The paper discusses the implications of these findings for corporate governance, executive compensation, bankruptcy laws, and intrapreneurship. It suggests that practices like golden parachutes and managerial entrenchment, often criticized for protecting managers after poor performance, may be part of an optimal incentive scheme that motivates innovation. The paper also notes that regulations restricting these practices may have adverse effects on innovation.
The study concludes that innovation requires a different approach from standard performance-based incentives, emphasizing the need for tolerance of early failures, long-term success rewards, and long-term commitment. The paper provides a framework for understanding the incentives for exploration and exploitation in innovation processes and offers insights into how these incentives can be structured in practice.The paper by Gustavo Manso analyzes the optimal incentive schemes for motivating innovation in a principal-agent framework. It shows that innovation requires a different approach from standard performance-based incentives, which often penalize early failures. Instead, the optimal scheme should tolerate or even reward early failures and reward long-term success. Key elements include long-term compensation, job security, and timely performance feedback. The paper also discusses how managerial compensation can be structured using stock options with long vesting periods, option repricing, golden parachutes, and managerial entrenchment to encourage innovation.
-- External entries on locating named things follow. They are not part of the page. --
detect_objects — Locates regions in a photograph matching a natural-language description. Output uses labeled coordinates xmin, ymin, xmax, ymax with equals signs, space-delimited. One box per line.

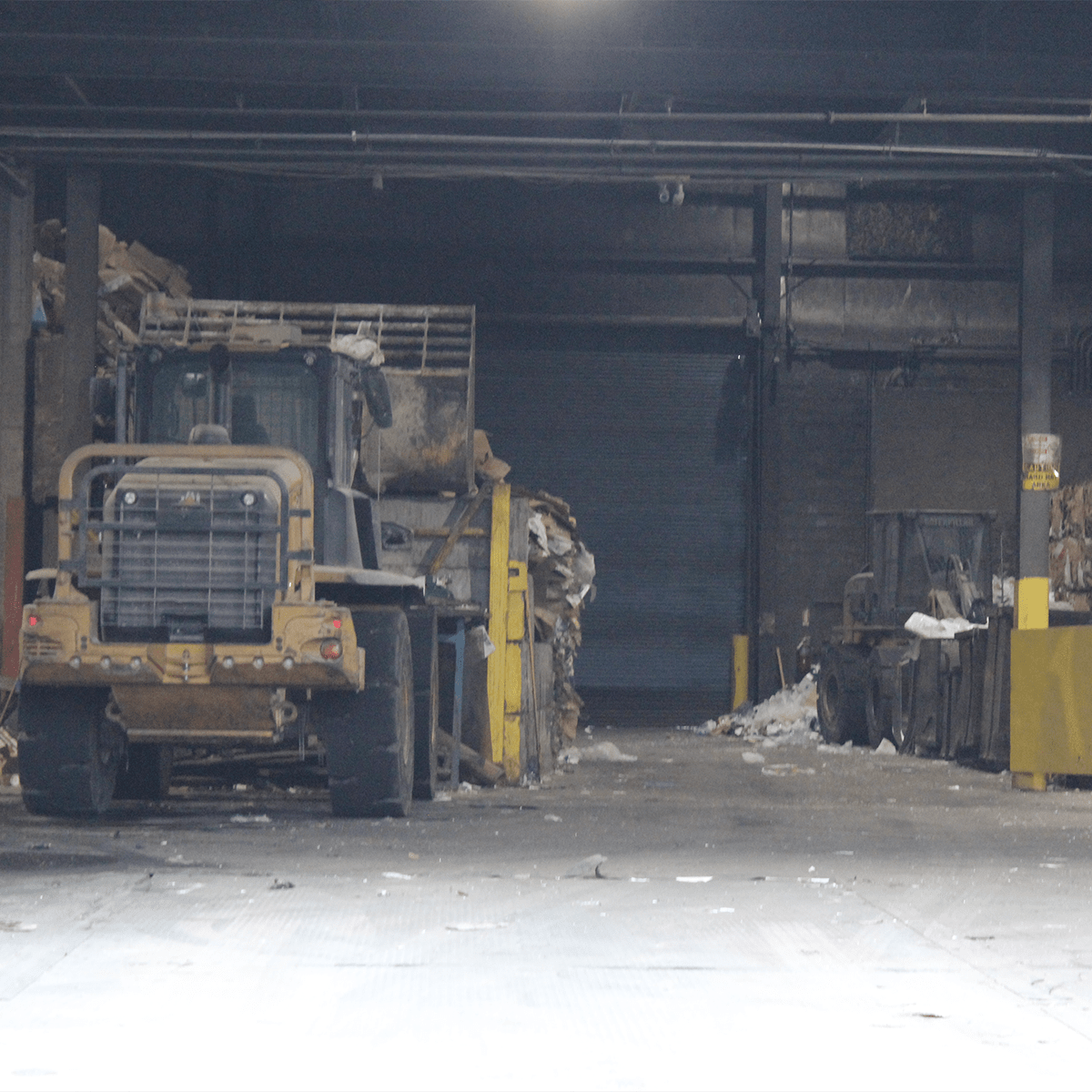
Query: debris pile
xmin=34 ymin=219 xmax=192 ymax=367
xmin=698 ymin=672 xmax=820 ymax=743
xmin=523 ymin=492 xmax=595 ymax=742
xmin=1050 ymin=481 xmax=1092 ymax=611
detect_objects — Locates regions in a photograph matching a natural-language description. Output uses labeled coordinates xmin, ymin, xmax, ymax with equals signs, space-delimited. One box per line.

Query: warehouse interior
xmin=0 ymin=0 xmax=1092 ymax=1087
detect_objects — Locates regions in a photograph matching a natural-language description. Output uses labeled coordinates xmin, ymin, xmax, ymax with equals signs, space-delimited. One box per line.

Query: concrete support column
xmin=747 ymin=182 xmax=782 ymax=700
xmin=64 ymin=167 xmax=102 ymax=452
xmin=0 ymin=166 xmax=34 ymax=688
xmin=1016 ymin=182 xmax=1054 ymax=629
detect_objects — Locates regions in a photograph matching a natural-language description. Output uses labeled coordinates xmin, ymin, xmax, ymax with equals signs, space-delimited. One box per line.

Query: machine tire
xmin=317 ymin=607 xmax=414 ymax=819
xmin=864 ymin=644 xmax=914 ymax=752
xmin=114 ymin=743 xmax=175 ymax=801
xmin=408 ymin=607 xmax=440 ymax=801
xmin=817 ymin=644 xmax=868 ymax=744
xmin=18 ymin=686 xmax=126 ymax=818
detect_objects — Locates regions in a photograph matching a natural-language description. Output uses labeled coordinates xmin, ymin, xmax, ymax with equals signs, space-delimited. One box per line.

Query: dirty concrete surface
xmin=0 ymin=728 xmax=1092 ymax=1088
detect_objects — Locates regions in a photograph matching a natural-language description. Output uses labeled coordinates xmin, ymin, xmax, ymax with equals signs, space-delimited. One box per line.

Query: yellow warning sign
xmin=1021 ymin=432 xmax=1061 ymax=490
xmin=1023 ymin=463 xmax=1061 ymax=490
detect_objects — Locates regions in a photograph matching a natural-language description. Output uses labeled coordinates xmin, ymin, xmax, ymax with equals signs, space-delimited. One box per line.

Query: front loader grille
xmin=67 ymin=459 xmax=286 ymax=641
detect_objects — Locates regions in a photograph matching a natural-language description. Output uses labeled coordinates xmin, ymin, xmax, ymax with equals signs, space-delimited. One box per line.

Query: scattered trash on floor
xmin=557 ymin=743 xmax=637 ymax=765
xmin=564 ymin=853 xmax=607 ymax=880
xmin=763 ymin=763 xmax=814 ymax=777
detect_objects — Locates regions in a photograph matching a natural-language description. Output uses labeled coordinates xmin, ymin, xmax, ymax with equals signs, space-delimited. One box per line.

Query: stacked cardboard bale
xmin=1050 ymin=481 xmax=1092 ymax=611
xmin=34 ymin=219 xmax=192 ymax=368
xmin=523 ymin=491 xmax=595 ymax=746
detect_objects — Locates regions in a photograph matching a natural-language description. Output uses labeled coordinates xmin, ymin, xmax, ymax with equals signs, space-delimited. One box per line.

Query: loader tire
xmin=406 ymin=607 xmax=440 ymax=801
xmin=18 ymin=686 xmax=126 ymax=818
xmin=817 ymin=644 xmax=868 ymax=744
xmin=114 ymin=743 xmax=174 ymax=801
xmin=316 ymin=607 xmax=414 ymax=819
xmin=864 ymin=644 xmax=913 ymax=750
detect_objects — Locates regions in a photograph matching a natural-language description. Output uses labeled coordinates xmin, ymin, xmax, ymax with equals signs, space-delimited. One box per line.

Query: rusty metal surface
xmin=114 ymin=686 xmax=277 ymax=742
xmin=360 ymin=367 xmax=474 ymax=493
xmin=140 ymin=293 xmax=474 ymax=369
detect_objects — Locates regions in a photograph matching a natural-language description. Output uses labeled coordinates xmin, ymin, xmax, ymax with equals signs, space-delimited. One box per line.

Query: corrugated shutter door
xmin=475 ymin=349 xmax=747 ymax=690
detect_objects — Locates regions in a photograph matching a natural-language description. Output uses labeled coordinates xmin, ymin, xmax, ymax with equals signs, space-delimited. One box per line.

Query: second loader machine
xmin=818 ymin=511 xmax=994 ymax=750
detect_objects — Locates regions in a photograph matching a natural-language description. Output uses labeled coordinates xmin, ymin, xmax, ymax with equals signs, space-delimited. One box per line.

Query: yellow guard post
xmin=486 ymin=482 xmax=528 ymax=781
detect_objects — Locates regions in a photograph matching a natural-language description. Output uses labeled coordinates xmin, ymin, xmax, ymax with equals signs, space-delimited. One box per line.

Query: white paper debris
xmin=905 ymin=611 xmax=986 ymax=639
xmin=566 ymin=743 xmax=637 ymax=763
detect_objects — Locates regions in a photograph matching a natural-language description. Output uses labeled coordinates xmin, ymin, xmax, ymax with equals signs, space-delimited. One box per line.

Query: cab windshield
xmin=136 ymin=351 xmax=320 ymax=466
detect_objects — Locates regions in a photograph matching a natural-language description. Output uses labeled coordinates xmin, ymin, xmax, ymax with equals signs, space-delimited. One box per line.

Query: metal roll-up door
xmin=475 ymin=349 xmax=747 ymax=693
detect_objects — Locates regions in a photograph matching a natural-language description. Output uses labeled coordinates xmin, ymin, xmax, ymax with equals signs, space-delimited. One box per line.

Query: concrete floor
xmin=0 ymin=728 xmax=1092 ymax=1088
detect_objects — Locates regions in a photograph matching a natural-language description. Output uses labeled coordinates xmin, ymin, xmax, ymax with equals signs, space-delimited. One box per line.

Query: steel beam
xmin=0 ymin=165 xmax=34 ymax=684
xmin=1016 ymin=186 xmax=1054 ymax=629
xmin=747 ymin=182 xmax=783 ymax=699
xmin=0 ymin=34 xmax=1092 ymax=102
xmin=64 ymin=167 xmax=102 ymax=451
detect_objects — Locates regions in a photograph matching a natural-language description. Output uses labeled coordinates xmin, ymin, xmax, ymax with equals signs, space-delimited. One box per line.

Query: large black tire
xmin=817 ymin=644 xmax=868 ymax=744
xmin=864 ymin=644 xmax=914 ymax=750
xmin=316 ymin=607 xmax=414 ymax=819
xmin=409 ymin=607 xmax=440 ymax=801
xmin=114 ymin=743 xmax=175 ymax=801
xmin=18 ymin=686 xmax=126 ymax=818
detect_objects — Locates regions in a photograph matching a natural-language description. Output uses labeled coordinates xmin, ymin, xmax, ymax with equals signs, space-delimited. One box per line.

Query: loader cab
xmin=135 ymin=344 xmax=378 ymax=568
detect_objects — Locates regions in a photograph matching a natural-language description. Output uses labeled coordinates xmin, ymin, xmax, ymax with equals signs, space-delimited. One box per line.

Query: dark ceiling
xmin=0 ymin=0 xmax=1092 ymax=187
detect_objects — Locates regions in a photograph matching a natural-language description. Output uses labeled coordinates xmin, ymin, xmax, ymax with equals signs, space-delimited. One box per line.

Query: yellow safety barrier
xmin=1009 ymin=624 xmax=1092 ymax=790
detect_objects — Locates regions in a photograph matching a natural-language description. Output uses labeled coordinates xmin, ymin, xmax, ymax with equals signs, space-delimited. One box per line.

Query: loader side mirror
xmin=360 ymin=368 xmax=394 ymax=428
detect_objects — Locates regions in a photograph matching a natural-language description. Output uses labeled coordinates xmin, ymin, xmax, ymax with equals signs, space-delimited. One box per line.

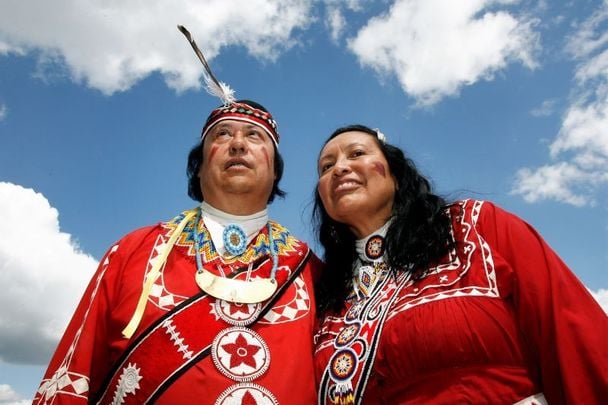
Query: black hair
xmin=313 ymin=124 xmax=455 ymax=315
xmin=186 ymin=100 xmax=285 ymax=203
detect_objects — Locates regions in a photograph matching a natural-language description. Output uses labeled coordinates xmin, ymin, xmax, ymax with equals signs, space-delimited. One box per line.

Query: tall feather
xmin=177 ymin=25 xmax=236 ymax=106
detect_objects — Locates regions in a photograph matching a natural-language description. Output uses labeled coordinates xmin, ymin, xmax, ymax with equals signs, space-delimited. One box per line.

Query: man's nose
xmin=230 ymin=131 xmax=247 ymax=153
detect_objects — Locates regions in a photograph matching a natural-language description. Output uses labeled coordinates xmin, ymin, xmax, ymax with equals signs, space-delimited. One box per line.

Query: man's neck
xmin=205 ymin=197 xmax=267 ymax=216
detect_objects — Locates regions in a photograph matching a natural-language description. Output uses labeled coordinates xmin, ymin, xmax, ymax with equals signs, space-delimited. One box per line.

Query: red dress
xmin=315 ymin=201 xmax=608 ymax=405
xmin=34 ymin=208 xmax=319 ymax=404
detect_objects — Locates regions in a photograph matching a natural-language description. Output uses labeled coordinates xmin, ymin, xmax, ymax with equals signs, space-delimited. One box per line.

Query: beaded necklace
xmin=193 ymin=208 xmax=279 ymax=304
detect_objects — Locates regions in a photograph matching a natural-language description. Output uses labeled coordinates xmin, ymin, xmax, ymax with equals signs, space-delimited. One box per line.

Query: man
xmin=34 ymin=100 xmax=319 ymax=404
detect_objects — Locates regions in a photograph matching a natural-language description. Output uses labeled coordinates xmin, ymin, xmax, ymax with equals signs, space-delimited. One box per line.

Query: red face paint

The study uses a bandit problem model to represent the tension between exploration (trying new ideas) and exploitation (repeating known strategies). The model considers two periods and two possible outcomes (success or failure) in each period. The agent can choose between shirking, exploiting a known approach, or exploring a novel approach. The paper shows that the optimal contract for innovation differs from standard contracts used to motivate effort or prevent resource tunneling.
The paper also examines the role of termination in influencing incentives. Termination can help prevent shirking and encourage exploitation, but its effect on exploration is ambiguous. The paper argues that termination may be optimal for exploitation but not necessarily for exploration. It also highlights the importance of feedback and long-term commitment in motivating innovation.
The paper discusses the implications of these findings for corporate governance, executive compensation, bankruptcy laws, and intrapreneurship. It suggests that practices like golden parachutes and managerial entrenchment, often criticized for protecting managers after poor performance, may be part of an optimal incentive scheme that motivates innovation. The paper also notes that regulations restricting these practices may have adverse effects on innovation.
The study concludes that innovation requires a different approach from standard performance-based incentives, emphasizing the need for tolerance of early failures, long-term success rewards, and long-term commitment. The paper provides a framework for understanding the incentives for exploration and exploitation in innovation processes and offers insights into how these incentives can be structured in practice.